A car spews out 50 percent of the emissions that form ground-level ozone and up to 90 percent of carbon monoxide in major metropolitan areas. But just how much is your car coughing out, standards bodies want to know. An Israeli company which does what its name describes- Particle Monitoring Technologies (PML)- is leading an international research consortium which aims to develop a method for measuring and analyzing emissions from vehicle engines in order to meet the increasingly strict standards of American and European environmental agencies. 

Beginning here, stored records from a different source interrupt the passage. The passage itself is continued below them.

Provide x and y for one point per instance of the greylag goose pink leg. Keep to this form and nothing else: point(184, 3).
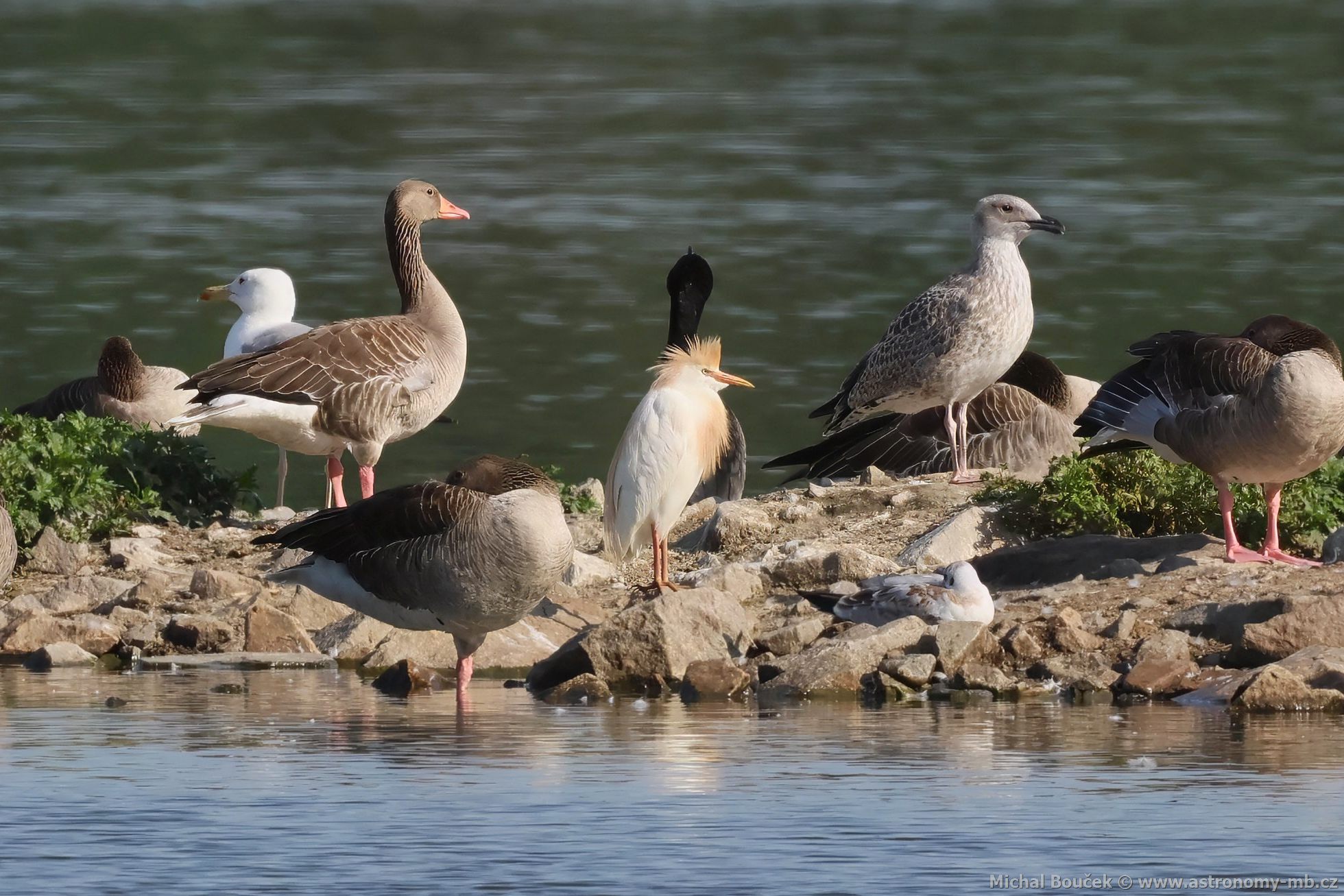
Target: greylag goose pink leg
point(1236, 553)
point(1273, 496)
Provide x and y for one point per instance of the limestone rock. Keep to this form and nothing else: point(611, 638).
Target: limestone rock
point(202, 634)
point(56, 555)
point(270, 630)
point(60, 655)
point(712, 680)
point(1307, 621)
point(961, 537)
point(352, 638)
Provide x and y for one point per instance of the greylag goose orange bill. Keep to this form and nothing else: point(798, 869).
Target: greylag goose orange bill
point(1265, 407)
point(470, 555)
point(955, 593)
point(957, 337)
point(1022, 422)
point(673, 441)
point(265, 296)
point(361, 383)
point(124, 387)
point(690, 284)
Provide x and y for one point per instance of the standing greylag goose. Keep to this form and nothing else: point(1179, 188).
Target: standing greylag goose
point(1267, 407)
point(468, 557)
point(675, 439)
point(124, 389)
point(1022, 422)
point(955, 593)
point(690, 284)
point(265, 296)
point(361, 383)
point(957, 337)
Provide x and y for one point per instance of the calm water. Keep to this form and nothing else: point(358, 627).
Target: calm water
point(823, 156)
point(313, 782)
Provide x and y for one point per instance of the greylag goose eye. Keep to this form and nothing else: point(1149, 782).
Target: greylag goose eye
point(440, 557)
point(265, 296)
point(690, 284)
point(1022, 422)
point(673, 441)
point(124, 387)
point(956, 339)
point(1264, 407)
point(361, 383)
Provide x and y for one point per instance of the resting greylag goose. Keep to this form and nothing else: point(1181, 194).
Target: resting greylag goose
point(265, 296)
point(361, 383)
point(690, 284)
point(8, 544)
point(1265, 406)
point(956, 593)
point(124, 389)
point(470, 555)
point(957, 337)
point(675, 439)
point(1022, 422)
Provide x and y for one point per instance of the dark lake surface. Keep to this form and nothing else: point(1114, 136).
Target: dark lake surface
point(824, 158)
point(312, 782)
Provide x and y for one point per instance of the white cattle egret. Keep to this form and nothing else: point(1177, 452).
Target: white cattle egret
point(675, 438)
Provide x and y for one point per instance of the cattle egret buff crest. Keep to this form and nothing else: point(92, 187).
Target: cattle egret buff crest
point(675, 438)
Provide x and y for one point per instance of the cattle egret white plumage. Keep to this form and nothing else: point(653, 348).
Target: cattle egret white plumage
point(675, 438)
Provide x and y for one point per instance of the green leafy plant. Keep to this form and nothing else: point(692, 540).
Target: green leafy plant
point(1138, 494)
point(92, 477)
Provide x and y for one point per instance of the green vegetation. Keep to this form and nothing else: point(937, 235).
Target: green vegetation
point(571, 498)
point(92, 477)
point(1138, 494)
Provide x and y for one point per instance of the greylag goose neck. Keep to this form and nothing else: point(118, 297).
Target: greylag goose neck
point(690, 284)
point(957, 337)
point(8, 544)
point(672, 442)
point(124, 389)
point(470, 555)
point(359, 383)
point(1265, 407)
point(955, 593)
point(1022, 422)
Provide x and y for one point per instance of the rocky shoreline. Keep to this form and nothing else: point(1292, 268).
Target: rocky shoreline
point(1094, 618)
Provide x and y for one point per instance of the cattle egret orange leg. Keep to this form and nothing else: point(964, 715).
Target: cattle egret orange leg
point(335, 474)
point(1273, 495)
point(1236, 553)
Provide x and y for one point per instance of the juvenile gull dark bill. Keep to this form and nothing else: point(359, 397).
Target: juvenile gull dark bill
point(957, 337)
point(1265, 407)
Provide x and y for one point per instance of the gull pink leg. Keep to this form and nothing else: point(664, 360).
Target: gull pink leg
point(1273, 496)
point(1236, 553)
point(335, 474)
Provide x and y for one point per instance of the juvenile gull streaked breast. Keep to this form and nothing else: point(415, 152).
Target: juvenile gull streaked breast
point(957, 337)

 Stationed in the Kinarot-Jordan Valley Technology Incubator and lauded for its ability to monitor particulate matter in water and effluent, PML has recently been picked by European car giant Fiat to head the consortium. According to Israel21c, the consortium financed under the 'EU Sixth Framework Progamme for Research and Development', after three years hopes to have developed an industrial laser-based particles monitoring system for developing and producing nanosensors. ::Israel21cThe EU program will provide $3 million in funding, an important portion of which will be earmarked for original research by PML. Under the project for Fiat, PML will develop monitoring means for the mass production of nanotechnology-based sensors, a development which could have giant implications for the global vehicle market.

"The parameters and standards for gas emission by engines are being raised higher and higher by the EPA and environmental organizations in order to keep our air clean. And emission of gasses is problematic," said Dr. Meir Teichner, the CEO of the Kinarot Incubator and chairman of the board of PML.

"The car industry must find a solution to limit pollution and the emission of noxious gases. And in order to control it, you need, at certain places in the engine, to place sensors that are capable of monitoring the gas emission. However sensors have two major requirements - sensitivity and the lesser known one - quickness. So the problem is how do you make the sensors fast enough and sensitive enough to detect in micro-seconds the changes in gasses? The answer is nanosensors - sensors composed of nano particles that have a big surface relative to their size," Teichner told ISRAEL21c.

"With online monitoring, you get the answer immediately, which can make you aware if there's a problem. If you're connected to the control computer, you can adjust the setup to correct the problem, or even stop the process if need be."